Honestly I would have expected something much simpler like a command
line switch in the installer to tell the paths of a custom compiler or
something similar.

Glad to read it works for you now, have much fun.


PC: oS 12.2 x86_64 | i7-2600@3.40GHz | 16GB | KDE 4.8.5 | GeForce GT 420
ThinkPad E320: oS 12.2 x86_64 | i3@2.30GHz | 8GB | KDE 4.9.3 | HD 3000
eCAFE 800: oS 11.4 i586 | AMD Geode LX 800@500MHz | 512MB | lamp server

Sure. I figure I’ll write a script (like I have for openMPI) that sets PATH,
LD_LIBRARY_PATH, and correct compiler links.

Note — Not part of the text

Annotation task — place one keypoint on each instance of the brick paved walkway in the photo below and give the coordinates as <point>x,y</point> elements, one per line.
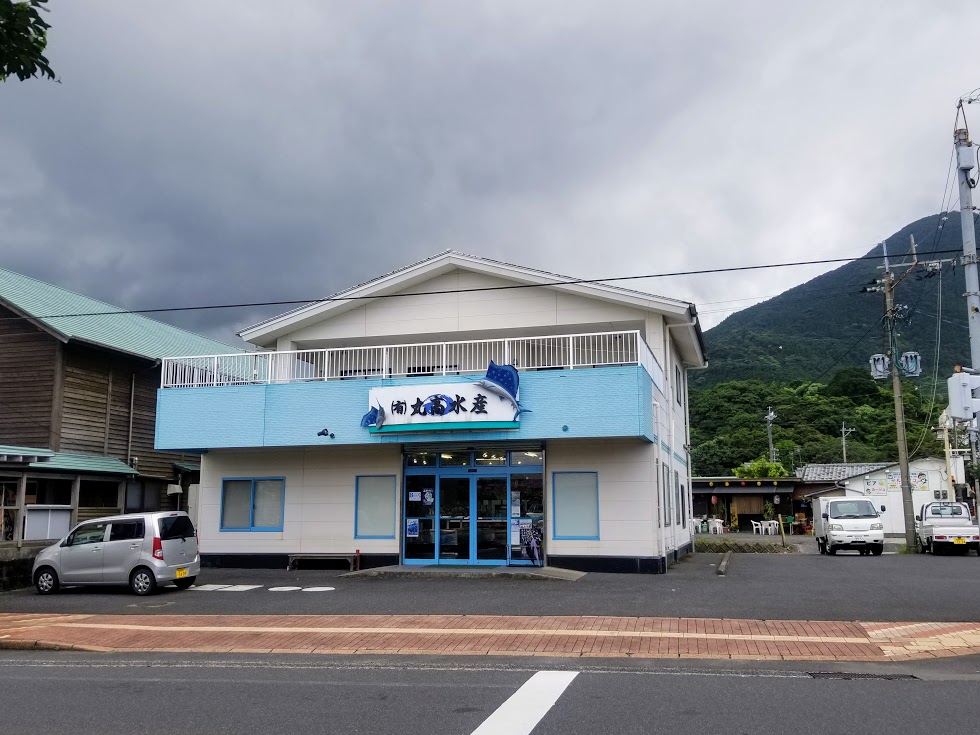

> PS: If this is so basically simple, I wonder why the NVidia people
> don’t mention it?
>
Because they do not care and rely that people find that out on their own?
Honestly I would have expected something much simpler like a command
line switch in the installer to tell the paths of a custom compiler or
something similar.

So once again, we have to reinvent the wheel :frowning:

Now that’s all a bit funny.

Clearly not.
Why do you run a Linux system at all?

Hmm, I wrote a finite element programme on a Mac and some data aquisition code using interrupts for DOS.

I would conclude that you know a bit about differences and changes on different systems and should be
able to cope with them.

Really?

If 12.1 won’t install for you, then the guys & dolls here will clearly try to help you out.